On pense être engagé en terrain connu quand le ton change brusquement à mi film. Les motifs de la vengeance se font plus flous lorsqu'il apparaît que la femme de Scott n'était pas la sainte vertueuse qu'il idéalisait et remet soudainement en cause toute son action. Parallèlement les actions du héros auront réveillés la conscience des habitants de la ville restés impuissants devant l'affrontement inégal, Tate Kimbrough envoyant une véritable armée abattre le seul Scott.

C'est un autre des points étonnants, le méchant incarné par John Caroll est un couard absolu se dissimulant derrière ses hommes grâce à son argent, ces derniers ne valant guère mieux, tueurs adepte de la balle dans le dos. Le personnage est un faible régnant par la tyrannie mais Boetticher parvient à le rendre touchant par la relation qu'il entretient avec un Valerie French et le fait qu'on ne donne finalement pas cher de sa peau seul face à un Randolph Scott haineux.

Le final sonne donne la révolte de la ville mais Randolph Scott est contraint de se remettre en question et d'abandonner son objectif. En dépit de la tournure positive pour la collectivité, Bart Alison demeure donc une âme sèche et amère qui doit réapprendre à vivre. La conclusion est une des plus sombre et désespéré vu dans un western, un peu comme si "Josey Wales" n'avait jamais fini par trouver la paix (il est d'ailleurs question ici à nouveaux de la Guerre de Sécéssion en toile de fond).

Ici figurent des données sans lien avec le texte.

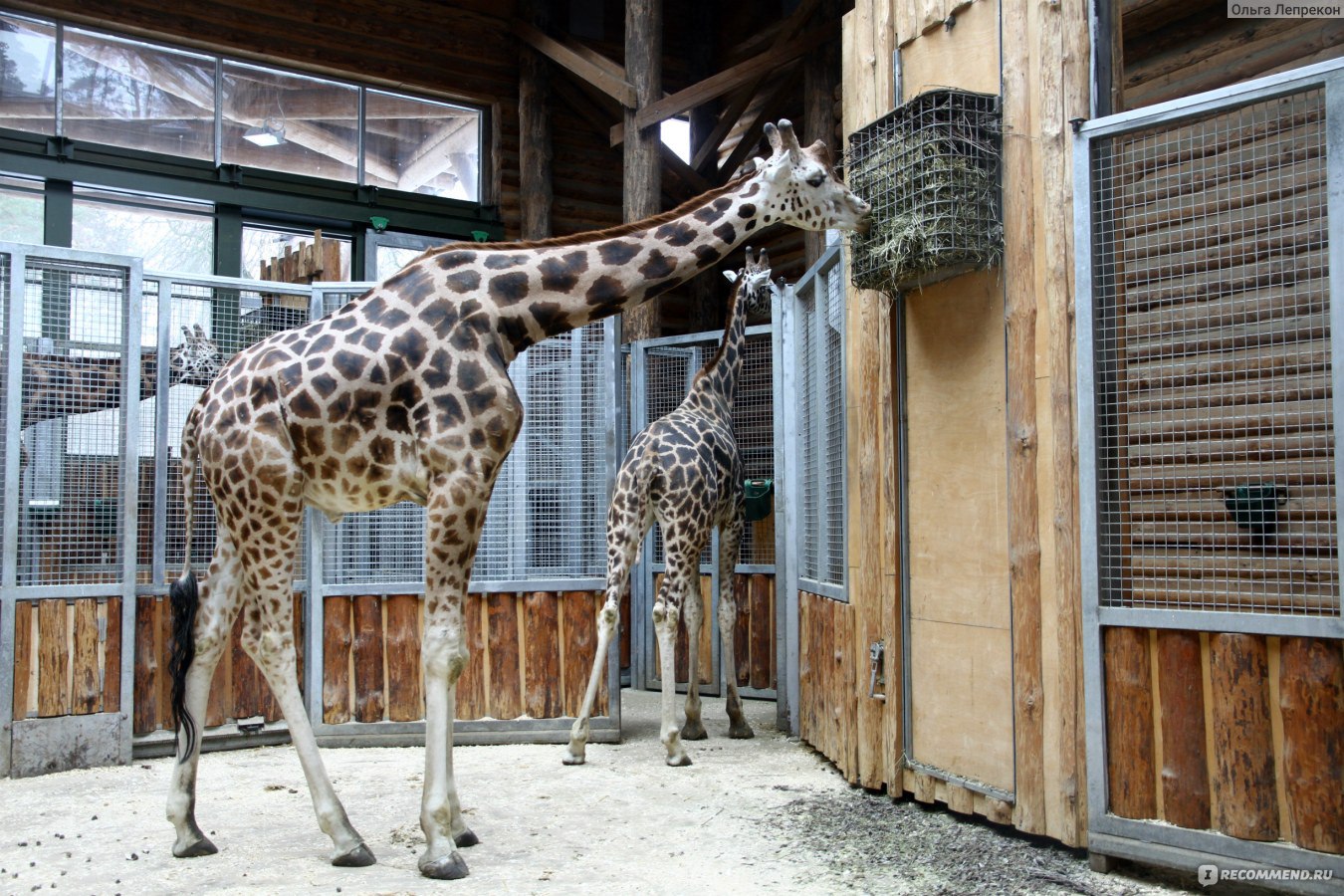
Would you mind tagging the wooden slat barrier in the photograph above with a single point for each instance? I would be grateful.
(1312, 702)
(1129, 723)
(1185, 773)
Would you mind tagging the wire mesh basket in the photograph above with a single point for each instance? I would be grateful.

Un des meilleurs Boetticher qui a trouvé un matériau à la mesure de son talent avec le scénario de Charles Lang pour un film remarquablement équilibré. Le début est tonitruant et regorge d'actions et de rebondissements, avant que les tourments intérieurs fassent place pour un suspense finalement plus psychologique.


Disponible dans le coffret zone 1 Sony consacré à Budd Boetticher et dotés de sous titres français.